This week’s VMware Communities Roundtable featured one of my favorite people at VMware, Paul Manning who spoke on thin provisioning. This topic is the inspiration for today’s VCE post. Reducing storage costs is top of mind and it’s gonna take some time covering thin provisioning so let’s begin!
Virtualizing a Datacenter
I am not exaggerating when I share with you that every customer I meet with has elaborate plans to virtualize most, if not all, of the Intel based servers within their data center, yet deploying this new architecture is challenged to move from a portion to a majority of the footprint due to storage costs (both CapEx and OpEx). I’d like to summarize the message from these meetings for you, which goes something like this…
“We love server virtualization! With VMware we’ve reduced our server footprint and are targeting more systems to virtualize.”
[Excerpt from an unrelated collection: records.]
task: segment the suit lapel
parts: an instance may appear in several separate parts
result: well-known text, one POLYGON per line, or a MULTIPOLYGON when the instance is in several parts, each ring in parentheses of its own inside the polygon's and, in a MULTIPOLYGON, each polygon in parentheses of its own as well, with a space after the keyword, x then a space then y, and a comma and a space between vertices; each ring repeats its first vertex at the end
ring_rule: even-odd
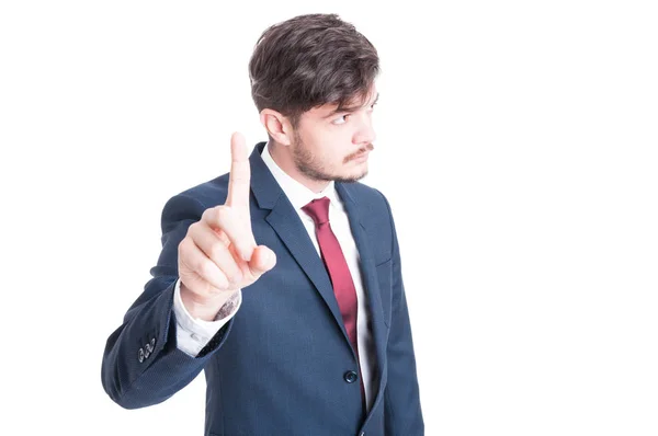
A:
POLYGON ((259 142, 251 153, 251 190, 259 207, 270 209, 265 220, 279 234, 295 261, 313 282, 325 303, 331 311, 337 326, 343 333, 345 344, 350 346, 348 333, 342 322, 340 308, 336 301, 331 279, 327 268, 308 237, 306 228, 299 220, 293 205, 285 196, 279 183, 263 162, 260 153, 265 142, 259 142))
POLYGON ((379 280, 377 279, 377 271, 375 266, 374 253, 371 250, 371 244, 364 226, 365 210, 359 207, 355 196, 350 192, 351 186, 343 183, 336 183, 336 190, 343 199, 348 217, 350 219, 350 228, 354 237, 354 243, 359 250, 361 257, 360 267, 361 276, 363 277, 364 290, 367 295, 368 309, 371 315, 371 325, 373 329, 373 337, 375 340, 375 349, 377 355, 377 380, 379 389, 376 395, 378 397, 382 388, 382 369, 386 362, 386 326, 384 324, 384 311, 382 306, 382 294, 379 290, 379 280))
MULTIPOLYGON (((338 307, 327 268, 320 256, 318 256, 306 228, 299 220, 299 216, 268 169, 268 165, 263 162, 261 153, 264 146, 265 142, 259 142, 249 158, 251 165, 251 191, 259 207, 271 210, 265 220, 272 226, 295 261, 313 282, 331 311, 337 326, 343 333, 345 344, 350 346, 349 336, 343 325, 340 308, 338 307)), ((370 248, 366 228, 363 225, 362 211, 359 208, 354 194, 351 192, 351 187, 337 182, 336 190, 345 206, 352 236, 354 237, 354 242, 361 257, 361 275, 364 279, 365 292, 368 296, 368 308, 378 362, 376 367, 381 382, 382 365, 386 362, 386 328, 382 311, 382 296, 376 275, 375 259, 370 248)))

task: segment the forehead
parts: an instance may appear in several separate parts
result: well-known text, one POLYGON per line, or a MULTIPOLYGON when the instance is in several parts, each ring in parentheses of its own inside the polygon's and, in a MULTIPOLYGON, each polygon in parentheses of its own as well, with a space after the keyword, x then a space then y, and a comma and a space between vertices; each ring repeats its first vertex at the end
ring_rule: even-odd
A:
MULTIPOLYGON (((373 84, 367 93, 367 95, 365 96, 356 96, 354 99, 352 99, 347 105, 345 107, 343 107, 340 112, 350 112, 350 111, 356 111, 360 107, 366 107, 370 104, 373 103, 373 101, 377 97, 377 88, 373 84)), ((326 103, 322 104, 321 106, 316 106, 310 108, 309 111, 307 111, 304 115, 308 116, 310 118, 326 118, 328 116, 331 116, 332 114, 339 113, 338 111, 338 104, 336 103, 326 103)))

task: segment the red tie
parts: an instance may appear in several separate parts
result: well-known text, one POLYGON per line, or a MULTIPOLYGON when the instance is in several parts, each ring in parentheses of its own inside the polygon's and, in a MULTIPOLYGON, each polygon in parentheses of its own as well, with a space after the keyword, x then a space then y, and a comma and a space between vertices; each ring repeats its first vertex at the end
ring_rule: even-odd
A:
MULTIPOLYGON (((354 348, 354 354, 359 362, 359 346, 356 342, 356 289, 354 282, 348 267, 348 262, 336 234, 331 231, 329 225, 329 198, 316 198, 302 208, 308 214, 316 225, 316 234, 320 245, 320 253, 325 266, 329 272, 331 284, 333 285, 333 294, 342 314, 343 323, 350 337, 350 343, 354 348)), ((359 365, 359 380, 361 381, 361 395, 365 411, 365 390, 363 388, 363 377, 361 375, 361 365, 359 365)))

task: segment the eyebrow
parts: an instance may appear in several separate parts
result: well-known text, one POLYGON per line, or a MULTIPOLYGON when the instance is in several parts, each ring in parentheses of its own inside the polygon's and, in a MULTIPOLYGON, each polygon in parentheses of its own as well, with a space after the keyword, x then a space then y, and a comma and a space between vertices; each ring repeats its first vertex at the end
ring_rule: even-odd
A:
MULTIPOLYGON (((379 100, 379 93, 377 92, 377 96, 375 97, 375 101, 374 101, 374 102, 372 102, 370 105, 371 105, 371 106, 372 106, 372 105, 375 105, 375 104, 377 103, 377 101, 378 101, 378 100, 379 100)), ((367 105, 363 105, 363 106, 352 106, 352 107, 343 107, 343 108, 337 107, 337 108, 334 108, 333 111, 331 111, 331 112, 330 112, 328 115, 325 115, 325 116, 322 117, 322 119, 330 118, 330 117, 332 117, 332 116, 333 116, 333 115, 336 115, 336 114, 351 114, 351 113, 354 113, 354 112, 356 112, 356 111, 358 111, 358 110, 360 110, 361 107, 365 107, 365 106, 367 106, 367 105)))

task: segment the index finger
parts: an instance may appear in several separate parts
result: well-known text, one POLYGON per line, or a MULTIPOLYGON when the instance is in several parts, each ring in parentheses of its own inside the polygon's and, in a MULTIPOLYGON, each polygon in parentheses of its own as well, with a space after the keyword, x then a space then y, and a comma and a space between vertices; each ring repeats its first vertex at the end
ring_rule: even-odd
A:
POLYGON ((231 163, 230 174, 228 175, 228 197, 226 198, 226 205, 248 211, 251 170, 245 137, 238 131, 230 137, 230 157, 231 163))

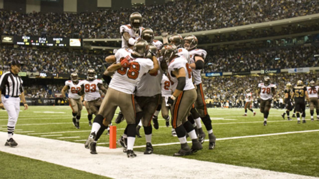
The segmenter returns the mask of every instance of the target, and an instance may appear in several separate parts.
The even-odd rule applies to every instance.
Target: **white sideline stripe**
[[[216,139],[216,140],[229,140],[231,139],[243,139],[244,138],[250,138],[252,137],[264,137],[265,136],[271,136],[272,135],[285,135],[289,134],[293,134],[293,133],[303,133],[304,132],[319,132],[319,129],[317,129],[316,130],[310,130],[308,131],[292,131],[291,132],[281,132],[279,133],[272,133],[271,134],[260,134],[260,135],[247,135],[245,136],[240,136],[238,137],[226,137],[225,138],[217,138]],[[209,142],[209,140],[206,139],[205,140],[206,142]],[[191,143],[191,141],[188,141],[188,143]],[[171,142],[170,143],[166,143],[164,144],[152,144],[152,145],[154,146],[169,146],[170,145],[174,145],[175,144],[180,144],[180,143],[179,142]],[[135,148],[143,148],[145,147],[145,145],[143,146],[134,146],[134,147]]]
[[[57,137],[56,139],[73,139],[74,138],[80,138],[80,136],[74,136],[72,137]]]
[[[6,140],[6,134],[0,132],[0,141]],[[138,152],[135,152],[137,157],[128,158],[122,148],[110,149],[103,146],[99,146],[98,154],[92,155],[83,144],[19,134],[15,135],[14,139],[19,143],[17,147],[0,145],[0,151],[114,178],[140,178],[141,174],[149,178],[316,178],[182,157],[144,155]],[[34,147],[39,143],[41,147]],[[106,169],[105,165],[101,164],[107,161],[111,169]],[[145,166],[149,169],[145,170]],[[130,172],[123,172],[123,166],[125,171]],[[22,177],[19,172],[15,175],[17,178]]]
[[[62,136],[62,134],[52,134],[52,135],[40,135],[40,137],[50,137],[51,136]]]

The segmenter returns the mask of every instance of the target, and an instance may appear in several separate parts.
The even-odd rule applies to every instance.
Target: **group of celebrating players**
[[[151,29],[142,27],[142,21],[141,14],[134,12],[130,17],[130,24],[120,27],[122,48],[115,51],[114,55],[105,58],[107,62],[112,63],[102,75],[108,85],[107,92],[102,81],[96,79],[92,69],[88,70],[86,80],[79,81],[77,74],[73,73],[71,80],[65,82],[62,94],[65,97],[65,92],[68,90],[73,123],[77,128],[79,128],[82,99],[88,110],[89,124],[92,128],[85,147],[90,149],[91,154],[97,154],[97,141],[111,125],[119,107],[121,111],[115,122],[119,123],[125,118],[127,125],[118,143],[123,147],[128,157],[136,156],[133,147],[136,136],[140,136],[139,129],[142,126],[146,142],[144,153],[153,153],[152,121],[152,119],[154,128],[158,129],[157,116],[160,111],[167,126],[169,125],[171,119],[172,134],[177,136],[181,143],[180,149],[174,156],[189,155],[203,148],[206,134],[201,120],[208,133],[208,148],[213,149],[216,137],[205,102],[201,73],[206,51],[197,48],[197,40],[192,35],[183,39],[175,34],[169,39],[167,33],[163,33],[163,44],[154,39],[154,33]],[[275,85],[270,81],[269,78],[266,77],[264,82],[258,86],[261,111],[264,114],[265,125],[271,99],[275,94]],[[301,98],[305,96],[308,99],[307,90],[302,91],[304,94],[301,94],[302,89],[298,87],[298,84],[293,90],[292,96]],[[106,94],[103,100],[100,90]],[[312,91],[315,92],[314,89]],[[302,112],[303,106],[297,102],[298,117],[298,111]],[[249,104],[245,105],[246,114],[246,107],[252,110]],[[318,113],[319,108],[317,107]],[[256,112],[252,111],[255,115]],[[95,117],[92,124],[93,114]],[[192,140],[191,147],[187,144],[187,136]]]

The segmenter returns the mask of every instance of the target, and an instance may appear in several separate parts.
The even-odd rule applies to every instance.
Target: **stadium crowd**
[[[120,25],[128,24],[127,17],[137,11],[144,17],[143,26],[152,27],[156,35],[165,29],[169,34],[180,33],[318,13],[318,3],[314,0],[175,0],[131,9],[103,9],[78,14],[23,14],[0,10],[0,33],[40,36],[45,32],[49,36],[70,37],[76,32],[83,38],[119,38]]]

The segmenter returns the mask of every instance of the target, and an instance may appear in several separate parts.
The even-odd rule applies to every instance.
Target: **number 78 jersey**
[[[272,97],[272,93],[271,92],[271,89],[275,88],[276,85],[270,84],[268,86],[266,86],[263,83],[258,84],[258,88],[260,88],[260,98],[263,100],[268,100]]]

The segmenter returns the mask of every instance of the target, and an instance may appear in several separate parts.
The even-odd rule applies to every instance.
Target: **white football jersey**
[[[93,81],[85,80],[79,83],[84,86],[85,101],[91,101],[101,97],[101,95],[99,92],[100,89],[98,86],[99,84],[103,84],[101,80],[95,79]]]
[[[122,56],[115,54],[116,63],[120,62]],[[108,87],[125,93],[133,94],[136,84],[142,76],[154,68],[154,66],[153,61],[149,59],[134,59],[130,55],[126,57],[131,63],[130,66],[130,68],[122,67],[115,71]]]
[[[183,90],[189,90],[195,88],[192,76],[192,69],[189,64],[187,63],[186,59],[183,57],[179,57],[174,59],[169,63],[167,70],[167,77],[171,82],[171,85],[173,91],[176,89],[178,81],[177,79],[174,75],[172,72],[177,71],[181,68],[184,68],[186,74],[186,82],[185,87]]]
[[[246,94],[246,102],[250,102],[251,101],[251,93],[248,93]]]
[[[195,63],[195,57],[196,55],[198,55],[202,57],[202,58],[204,61],[205,58],[206,58],[206,55],[207,55],[207,52],[202,49],[194,49],[194,50],[189,51],[189,59],[190,60],[190,63]],[[194,84],[196,85],[202,83],[202,76],[201,75],[201,71],[202,71],[201,69],[193,69],[193,74],[194,75]]]
[[[272,97],[271,89],[276,87],[276,85],[271,83],[268,86],[265,86],[263,83],[258,84],[258,88],[261,89],[260,91],[260,98],[263,100],[268,100]]]
[[[130,34],[131,37],[137,40],[138,39],[141,37],[141,34],[142,33],[142,31],[144,29],[143,27],[141,27],[138,30],[138,32],[134,32],[134,30],[131,27],[131,25],[130,24],[126,25],[122,25],[120,27],[120,32],[121,34],[122,34],[125,32],[127,32]],[[122,48],[129,48],[128,42],[124,39],[124,38],[122,36]]]
[[[170,97],[172,95],[172,89],[171,88],[171,82],[165,74],[163,74],[162,81],[161,82],[162,88],[162,97]]]
[[[190,64],[190,59],[189,59],[189,53],[188,51],[183,48],[180,48],[177,49],[177,54],[180,56],[183,56],[187,61],[187,63]]]
[[[147,60],[152,60],[147,59]],[[159,59],[157,59],[159,63]],[[152,97],[161,93],[160,82],[164,72],[161,68],[155,74],[150,74],[148,73],[141,78],[136,86],[135,95],[137,96]]]
[[[78,84],[75,84],[71,80],[65,82],[65,86],[69,87],[69,97],[74,99],[81,98],[81,96],[78,94],[78,92],[81,91],[80,82],[79,81]]]
[[[158,40],[153,40],[152,42],[152,44],[154,45],[154,46],[156,47],[157,50],[160,50],[163,47],[163,43],[162,42]]]
[[[309,97],[318,97],[318,91],[319,91],[319,86],[315,87],[315,89],[313,89],[310,86],[307,87],[307,91]]]

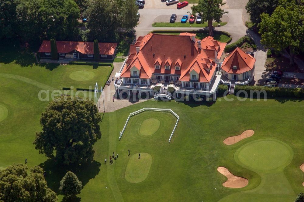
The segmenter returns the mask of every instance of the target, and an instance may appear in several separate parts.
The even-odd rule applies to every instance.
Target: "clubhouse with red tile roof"
[[[56,45],[59,58],[74,58],[78,59],[92,59],[94,58],[93,42],[56,41]],[[98,45],[100,59],[112,60],[115,57],[117,43],[98,43]],[[42,58],[50,58],[50,41],[43,41],[38,52]]]
[[[241,85],[251,82],[255,59],[239,48],[225,58],[226,43],[210,36],[202,40],[195,36],[185,33],[139,37],[130,45],[130,55],[117,74],[117,92],[151,95],[153,88],[159,86],[158,94],[168,98],[172,96],[169,86],[178,93],[214,96],[220,82],[234,83],[247,78]]]

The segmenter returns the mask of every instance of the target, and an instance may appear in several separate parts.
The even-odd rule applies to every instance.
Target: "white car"
[[[166,4],[167,5],[171,5],[177,3],[178,2],[179,2],[178,0],[167,0],[166,1]]]

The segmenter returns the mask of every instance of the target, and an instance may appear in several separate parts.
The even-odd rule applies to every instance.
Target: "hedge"
[[[236,49],[237,47],[240,47],[242,45],[246,42],[252,44],[254,44],[254,49],[256,50],[256,45],[254,44],[253,40],[250,37],[247,36],[245,36],[241,37],[238,40],[231,44],[227,45],[225,47],[225,52],[231,52]]]
[[[193,33],[196,34],[197,33],[206,33],[209,34],[209,31],[206,30],[154,30],[152,31],[150,33],[153,33],[154,34],[157,34],[157,33],[179,33],[187,32],[189,33]],[[215,34],[217,33],[219,34],[223,34],[226,35],[229,38],[227,41],[225,42],[226,43],[229,43],[231,41],[232,38],[231,37],[231,35],[228,32],[224,31],[219,31],[219,30],[214,30],[213,32]]]
[[[266,92],[267,97],[304,97],[304,89],[300,88],[287,88],[278,87],[268,87],[261,86],[239,86],[237,85],[234,88],[235,93],[241,90],[246,91],[248,96],[250,95],[250,91],[264,90]],[[242,95],[240,93],[240,95]],[[254,96],[256,96],[257,93],[254,93]],[[264,97],[263,93],[260,94],[261,97]]]
[[[217,90],[219,91],[219,94],[220,96],[223,96],[224,95],[224,93],[226,91],[228,90],[228,86],[227,85],[223,84],[219,85]]]

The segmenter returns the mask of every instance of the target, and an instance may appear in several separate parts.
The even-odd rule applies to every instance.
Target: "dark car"
[[[136,2],[138,2],[139,3],[140,3],[141,4],[144,4],[145,0],[136,0]]]
[[[176,15],[175,14],[172,14],[171,17],[170,18],[170,22],[175,22],[175,21],[176,20]]]
[[[141,3],[140,3],[139,2],[136,2],[135,3],[135,5],[138,7],[139,8],[143,8],[143,4]]]
[[[278,78],[279,79],[281,79],[282,77],[280,75],[276,74],[273,74],[270,75],[270,77],[271,78]]]
[[[280,76],[282,76],[283,75],[283,72],[279,70],[277,70],[276,71],[271,72],[270,73],[272,74],[276,74],[279,75]]]
[[[270,81],[275,81],[277,82],[278,82],[279,80],[278,78],[268,78],[266,79],[266,82],[269,82]]]

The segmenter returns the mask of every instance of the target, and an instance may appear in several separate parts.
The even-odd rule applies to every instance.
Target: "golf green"
[[[236,153],[235,158],[242,164],[254,169],[271,170],[287,165],[286,163],[293,156],[292,150],[289,147],[277,140],[262,139],[241,147]]]
[[[95,76],[94,72],[86,69],[75,71],[70,74],[70,78],[75,81],[87,81],[92,79]]]
[[[0,105],[0,121],[3,121],[7,117],[9,110],[3,105]]]
[[[143,121],[140,125],[140,133],[143,135],[153,135],[159,128],[161,122],[158,119],[154,118],[147,119]]]
[[[125,173],[125,178],[132,183],[142,182],[148,176],[152,164],[152,157],[147,153],[141,153],[140,158],[138,154],[130,158]]]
“We love converged Ethernet! With Cisco we’ve reduced our port counts and are targeting to have a single platform for voice, data, and user access.”
“Storage costs are out of control, can you help? Prior to virtualization we roughly ran 20%-30% of our servers on shared storage arrays. Virtualization is forcing every VM onto shared storage. What do we do?”
Colour me weird here, but consistently hearing customers facing the same challenge in meeting after meeting inevitably gets an old Sesame Street song stuck playing in my head…
One of these things just doesn’t belong,
Can you tell which thing is not like the others
By the time I finish my song?
In Order to Get Off the Ground this Cloud Needs to Lose Some Weight
It’s no secret, these escalating storage costs are stalling the deployment of 100%, or mostly, virtualized data centers. Don’t take my word for it; note the number of technologies VMware has developed and supports in order to help customers reduce the costs associated with storage connectivity (iSCSI & NFS) and storage consumption (linked clones and VMDK thin provisioning).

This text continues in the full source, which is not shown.